20 July 2011

App Note 8


This app note includes useful circuits for battery-powered systems, including voltage doublers, voltage inverters, and rail splitters. The LTC1044 is used in several circuits, as is Bob Widlar's low-voltage op amp, the LM10 (Figures 3, 16, and 18).

Figure 6 is an interesting low-dropout regulator, using a voltage doubler to supply the op amp to drive the base on the NPN pass transistor, achieving a dropout voltage of Vce,sat. Figures 9 and 11 show low-power switching regulators (Figure 11 includes a linear-regulator stage with a JFET pass transistor). Figure 12 shows an "inductorless" switched-capacitor regulator (which is exactly the same as Figure 23 in App Note 3).

Germanium! Excellent! Figure 18 uses germanium diodes and transistors. How often do you get to use 2N1194 transistors and 1N100A diodes? Can you even buy 2N1194 transistors anymore? I bet Jim was hoarding them, waiting for an opportunity to use them. (At first glance, I thought that Figure 18 was awfully strange, given that it doesn't use any Linear Technology parts. After a little more digging, I found out that Linear did second-source the National LM10 for a while (along with some other parts). Interesting. Given the contentious (and litigious) relationship between Linear and National in the early days, I'm surprised there was that much technology transfer.)

(With my over-active imagination, I can imagine how this situation arose: Linear Tech asked Bob Widlar to design a low-voltage op amp for them, and Widlar replied, "Been there, done that, it's called the LM10." When Linear said, "No, that's a National part; we want one of our own to make and sell," Bob gruffly replied, "Then get it from National." Disclaimer: I totally made this scene up.)

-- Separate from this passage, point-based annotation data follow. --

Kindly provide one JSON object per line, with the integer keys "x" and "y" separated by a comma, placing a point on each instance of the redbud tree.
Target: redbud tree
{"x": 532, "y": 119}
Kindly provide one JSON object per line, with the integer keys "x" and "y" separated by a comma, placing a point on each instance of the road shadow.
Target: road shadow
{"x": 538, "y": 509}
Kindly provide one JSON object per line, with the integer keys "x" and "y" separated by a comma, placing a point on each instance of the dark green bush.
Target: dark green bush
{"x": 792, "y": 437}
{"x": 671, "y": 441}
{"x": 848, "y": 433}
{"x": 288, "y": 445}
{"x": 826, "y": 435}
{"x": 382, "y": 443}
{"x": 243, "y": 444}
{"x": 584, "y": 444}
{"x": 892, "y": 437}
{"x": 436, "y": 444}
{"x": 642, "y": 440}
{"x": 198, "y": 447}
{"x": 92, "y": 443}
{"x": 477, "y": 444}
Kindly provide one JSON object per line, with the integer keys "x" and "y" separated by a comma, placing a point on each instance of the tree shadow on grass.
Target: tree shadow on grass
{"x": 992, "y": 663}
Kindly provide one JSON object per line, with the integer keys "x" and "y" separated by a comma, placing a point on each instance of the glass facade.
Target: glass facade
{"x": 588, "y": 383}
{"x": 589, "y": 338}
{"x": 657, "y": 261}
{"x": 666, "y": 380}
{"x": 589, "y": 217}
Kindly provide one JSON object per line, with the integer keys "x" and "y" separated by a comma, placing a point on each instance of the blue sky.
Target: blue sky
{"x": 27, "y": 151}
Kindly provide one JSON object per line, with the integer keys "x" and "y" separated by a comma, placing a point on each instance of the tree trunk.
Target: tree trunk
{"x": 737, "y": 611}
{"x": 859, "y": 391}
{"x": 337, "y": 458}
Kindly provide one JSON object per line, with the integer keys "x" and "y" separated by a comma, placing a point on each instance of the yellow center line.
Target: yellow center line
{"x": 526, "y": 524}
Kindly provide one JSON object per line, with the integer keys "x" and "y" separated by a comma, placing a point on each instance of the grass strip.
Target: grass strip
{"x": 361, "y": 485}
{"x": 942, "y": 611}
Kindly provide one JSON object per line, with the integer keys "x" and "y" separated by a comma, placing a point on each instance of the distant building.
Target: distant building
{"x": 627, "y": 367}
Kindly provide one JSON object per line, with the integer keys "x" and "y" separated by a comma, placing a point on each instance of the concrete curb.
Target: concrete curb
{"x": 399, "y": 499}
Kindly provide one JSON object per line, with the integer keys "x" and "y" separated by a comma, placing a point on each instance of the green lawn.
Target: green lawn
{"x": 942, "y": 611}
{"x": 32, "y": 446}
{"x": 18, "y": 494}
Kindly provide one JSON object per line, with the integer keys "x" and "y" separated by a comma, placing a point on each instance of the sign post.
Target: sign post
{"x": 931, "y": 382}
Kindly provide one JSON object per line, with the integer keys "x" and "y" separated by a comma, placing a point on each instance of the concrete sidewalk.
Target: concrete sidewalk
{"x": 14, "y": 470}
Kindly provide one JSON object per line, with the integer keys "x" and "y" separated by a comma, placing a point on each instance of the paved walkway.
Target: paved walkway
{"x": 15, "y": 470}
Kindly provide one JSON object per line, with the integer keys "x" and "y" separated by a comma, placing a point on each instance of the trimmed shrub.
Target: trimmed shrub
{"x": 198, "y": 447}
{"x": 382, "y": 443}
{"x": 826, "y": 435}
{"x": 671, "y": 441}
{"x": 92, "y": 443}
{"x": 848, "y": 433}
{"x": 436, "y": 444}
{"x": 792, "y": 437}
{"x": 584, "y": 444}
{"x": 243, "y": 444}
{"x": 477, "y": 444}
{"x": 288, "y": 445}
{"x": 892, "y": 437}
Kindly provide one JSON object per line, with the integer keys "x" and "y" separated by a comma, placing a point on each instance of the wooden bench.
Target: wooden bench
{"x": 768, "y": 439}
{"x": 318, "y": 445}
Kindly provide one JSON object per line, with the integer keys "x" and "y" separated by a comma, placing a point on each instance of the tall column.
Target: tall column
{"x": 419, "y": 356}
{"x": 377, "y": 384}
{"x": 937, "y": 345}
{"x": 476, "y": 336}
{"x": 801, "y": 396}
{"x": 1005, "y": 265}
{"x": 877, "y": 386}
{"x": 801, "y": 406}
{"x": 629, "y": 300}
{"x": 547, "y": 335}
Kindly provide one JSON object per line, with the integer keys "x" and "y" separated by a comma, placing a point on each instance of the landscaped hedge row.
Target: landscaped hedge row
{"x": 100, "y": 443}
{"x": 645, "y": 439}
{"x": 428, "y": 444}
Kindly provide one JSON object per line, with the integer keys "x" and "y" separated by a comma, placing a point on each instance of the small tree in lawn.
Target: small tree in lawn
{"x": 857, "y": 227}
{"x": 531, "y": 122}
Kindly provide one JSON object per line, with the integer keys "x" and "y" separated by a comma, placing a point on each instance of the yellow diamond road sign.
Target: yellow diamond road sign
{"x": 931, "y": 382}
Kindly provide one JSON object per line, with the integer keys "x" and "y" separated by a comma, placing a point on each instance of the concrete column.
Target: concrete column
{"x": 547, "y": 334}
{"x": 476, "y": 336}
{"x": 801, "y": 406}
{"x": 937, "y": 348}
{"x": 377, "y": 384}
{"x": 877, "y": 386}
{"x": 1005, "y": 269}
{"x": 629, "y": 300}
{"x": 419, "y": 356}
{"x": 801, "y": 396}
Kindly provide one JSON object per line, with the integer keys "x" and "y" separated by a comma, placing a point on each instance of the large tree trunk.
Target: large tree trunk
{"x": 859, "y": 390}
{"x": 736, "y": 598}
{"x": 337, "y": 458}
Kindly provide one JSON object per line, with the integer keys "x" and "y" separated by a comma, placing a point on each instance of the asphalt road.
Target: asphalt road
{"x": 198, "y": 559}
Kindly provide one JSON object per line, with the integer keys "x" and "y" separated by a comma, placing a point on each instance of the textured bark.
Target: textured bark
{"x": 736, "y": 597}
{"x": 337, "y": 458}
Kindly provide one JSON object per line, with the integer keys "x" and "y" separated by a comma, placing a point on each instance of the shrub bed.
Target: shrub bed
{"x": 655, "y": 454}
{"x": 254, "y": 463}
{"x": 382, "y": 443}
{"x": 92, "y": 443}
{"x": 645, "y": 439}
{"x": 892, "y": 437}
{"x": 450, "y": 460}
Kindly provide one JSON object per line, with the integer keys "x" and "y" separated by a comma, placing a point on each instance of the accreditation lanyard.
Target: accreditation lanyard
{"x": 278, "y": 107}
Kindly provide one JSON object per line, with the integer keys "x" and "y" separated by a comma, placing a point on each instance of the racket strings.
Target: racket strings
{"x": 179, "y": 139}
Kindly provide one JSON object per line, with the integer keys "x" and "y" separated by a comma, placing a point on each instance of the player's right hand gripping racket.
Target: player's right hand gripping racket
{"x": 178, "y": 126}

The best circuit is the single-inductor, dual voltage flyback regulator in Figure 22. I just think it's a neat topology to get a bipolar 15-volt power supply from a 6-volt battery using a single inductor, although I'm surprised that the clock input on the 74C74 is just labeled "30kHz input". I'm shocked that he didn't design a Wien-bridge oscillator to provide the 30-kHz input. Shocked.

Best quote (page AN8-8): "This circuit [Figure 18] will supply a 5V, 150uA load (about 25 CMOS SSI ICs) for 3000 hours from a single 1.5V D battery." Impressive.